Here are 3 short stories from the clinic:

The 4 children

"They were just playing in the street," says the medic as he removes his blood-covered gloves and sanitizies his hands. 'One of them must have hit some un-exploded ordinance". The medic is referring to 4 children who hand been brought in earlier that day. Their legs were critically damaged. It seems that the 4 of them had been playing in the street, a rare treat for children who have lived under ISIS rule and conflict for over 2 years. Then, one of them tripped over an un-exploded shell of some kind, triggering its detonation. 

"Just because ISIS is not physically here does not mean that they are gone," says the man who runs the clinic. "In fact, we see plenty of causalities from bombs that were left behind". 

These young kids are a reminder that ISIS will not be beaten easily and that even after neighborhoods are liberated, more work remains to make the areas safe again.

Trying to escape

In one day, multiple civilian causalities were brought in, all from one neighborhood that was an active battlezone.

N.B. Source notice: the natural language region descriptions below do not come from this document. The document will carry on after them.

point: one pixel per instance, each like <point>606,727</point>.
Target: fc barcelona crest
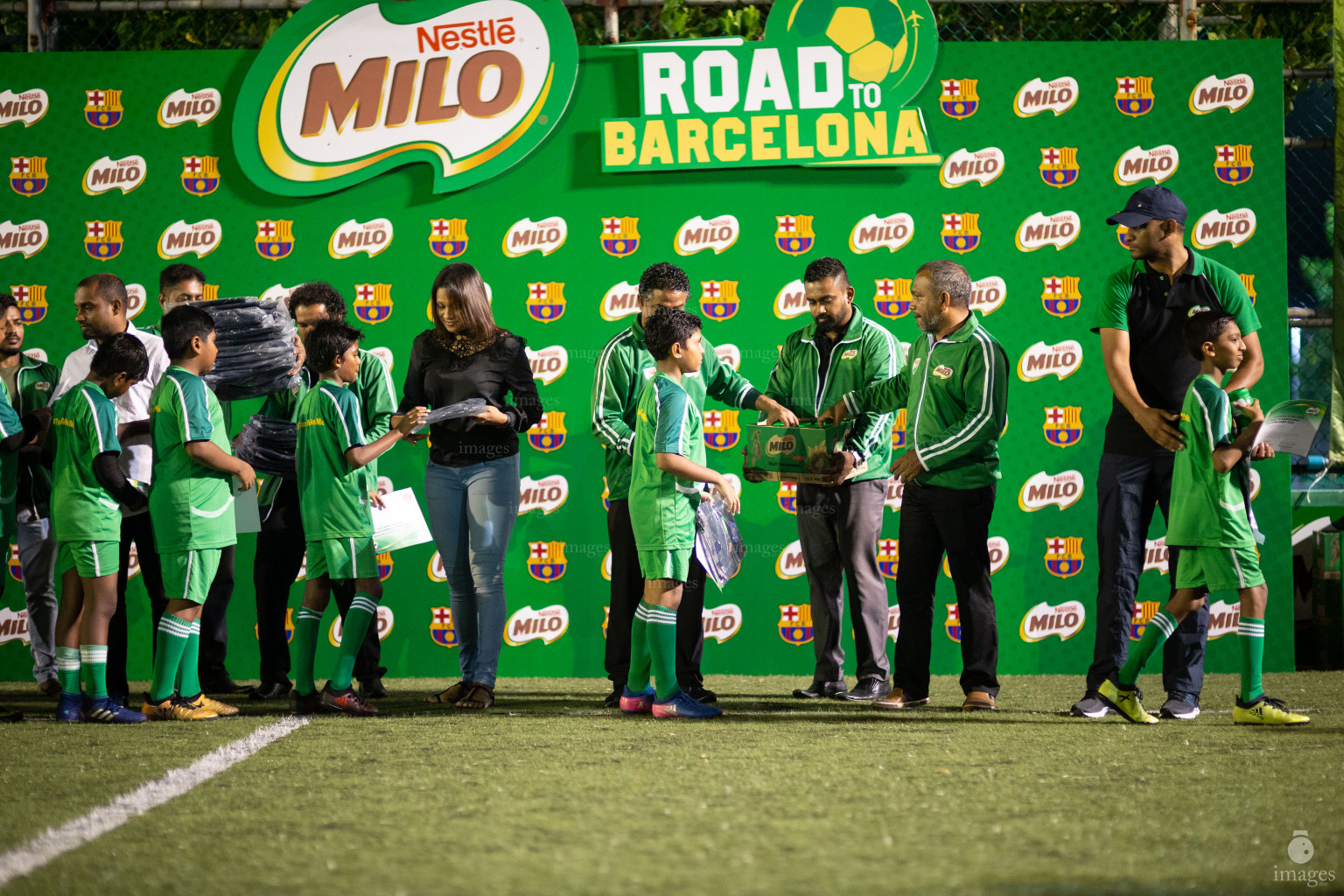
<point>1144,612</point>
<point>796,624</point>
<point>102,240</point>
<point>546,560</point>
<point>1060,296</point>
<point>448,236</point>
<point>102,108</point>
<point>620,236</point>
<point>200,175</point>
<point>1063,426</point>
<point>719,298</point>
<point>441,626</point>
<point>1249,281</point>
<point>952,625</point>
<point>1060,165</point>
<point>722,430</point>
<point>889,556</point>
<point>275,238</point>
<point>1133,95</point>
<point>794,234</point>
<point>29,175</point>
<point>546,301</point>
<point>1233,164</point>
<point>1065,556</point>
<point>962,231</point>
<point>958,97</point>
<point>549,433</point>
<point>892,298</point>
<point>32,301</point>
<point>373,303</point>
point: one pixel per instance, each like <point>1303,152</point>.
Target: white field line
<point>57,841</point>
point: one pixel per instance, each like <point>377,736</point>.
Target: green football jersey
<point>84,424</point>
<point>191,506</point>
<point>663,506</point>
<point>332,496</point>
<point>1208,508</point>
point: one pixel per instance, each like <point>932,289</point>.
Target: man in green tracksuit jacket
<point>956,396</point>
<point>839,524</point>
<point>622,368</point>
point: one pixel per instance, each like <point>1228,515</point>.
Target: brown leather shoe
<point>898,700</point>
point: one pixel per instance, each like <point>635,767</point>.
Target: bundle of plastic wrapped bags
<point>256,339</point>
<point>269,444</point>
<point>718,544</point>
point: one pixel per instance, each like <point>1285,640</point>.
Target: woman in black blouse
<point>472,479</point>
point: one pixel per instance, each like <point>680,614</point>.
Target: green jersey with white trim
<point>332,496</point>
<point>663,506</point>
<point>1208,509</point>
<point>191,506</point>
<point>84,424</point>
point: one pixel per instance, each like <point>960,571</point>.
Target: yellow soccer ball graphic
<point>872,37</point>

The wounds were unusual due to their similarities. They were all shot by a sniper from the back.

“We receive a lot of women and children with injuries because they’re targeted when they try to escape. They shoot them in the back as they run, especially the women,” the head of the clinic said in an interview with Stars and Stripes.

HERA saw this first hand, helping to carry the wounded from the ambulance and working with the medics to help save the women. Civilians in the conflict face a terrifying choice. Either they stay inside ISIS-controlled territory and risk being killed by either ISIS or stray fire from coalition forces, or they try to cross the lines and risk being targeted by snipers. The medics see multiple people a day who tried to cross. Some of them make it alive with their wounds, but many do not. 

As the HERA team was interviewing civilians, multiple military convoys raced in opposite directions. The ones coming away from us were carrying the wounded.